Basic Unix Commands

Why Unix?

Most bioinformatics tools run in a terminal, not a graphical program.
Unix commands let you:

  • move around folders

  • list and inspect files

  • run analysis programs

Copy and move files

  • cp file folder/: Copy file from the first argument (source) to the last (destination).
  • mv file folder/: Move file from the first argument (source) to the last (destination).
  • rm file: Remove file. Caution: There is no “Trash Can”, Removed files are gone.

Inspecting Files

Never open a ~10GB FASTQ file in a text editor like Word or Notepad. It will crash. Use these instead:

  • head -n 20 file.txt: See the first 20 lines.
  • tail -n 20 file.txt: See the last 20 lines (useful for checking if a log file finished correctly).
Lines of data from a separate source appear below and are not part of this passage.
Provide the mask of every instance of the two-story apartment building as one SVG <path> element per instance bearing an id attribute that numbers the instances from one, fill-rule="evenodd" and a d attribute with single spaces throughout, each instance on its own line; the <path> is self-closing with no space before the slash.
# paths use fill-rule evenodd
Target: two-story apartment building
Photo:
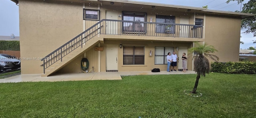
<path id="1" fill-rule="evenodd" d="M 238 61 L 241 19 L 255 15 L 124 0 L 11 0 L 19 6 L 22 73 L 43 76 L 79 73 L 83 58 L 96 72 L 166 71 L 167 53 L 180 61 L 195 42 L 214 46 L 220 61 Z M 192 57 L 187 65 L 193 70 Z"/>

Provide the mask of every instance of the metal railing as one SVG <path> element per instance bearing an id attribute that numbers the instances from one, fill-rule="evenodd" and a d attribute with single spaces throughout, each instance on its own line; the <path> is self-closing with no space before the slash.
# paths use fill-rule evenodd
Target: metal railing
<path id="1" fill-rule="evenodd" d="M 45 69 L 98 34 L 202 38 L 203 26 L 102 20 L 41 59 Z"/>
<path id="2" fill-rule="evenodd" d="M 202 38 L 203 26 L 107 20 L 100 33 Z"/>

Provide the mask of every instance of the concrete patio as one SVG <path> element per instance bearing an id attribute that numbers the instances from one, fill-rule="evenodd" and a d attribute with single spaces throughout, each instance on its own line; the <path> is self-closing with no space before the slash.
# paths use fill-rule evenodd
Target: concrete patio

Working with Compressed Data

Bioinformatics data is almost always compressed (.gz) to save space.

  • zcat name.fastq.gz | head: View the top of a compressed fastq file.
  • gzip file: Compresses a file and adds a .gz extension.
  • gunzip file.gz: Decompresses the file.

Counting and Searching

  • wc -l file.txt: count lines.
  • grep "searchterm" file.txt: find lines containing a word.
  • grep -c "^@" file.fastq: Count how many sequence headers (starting with @) are in a file.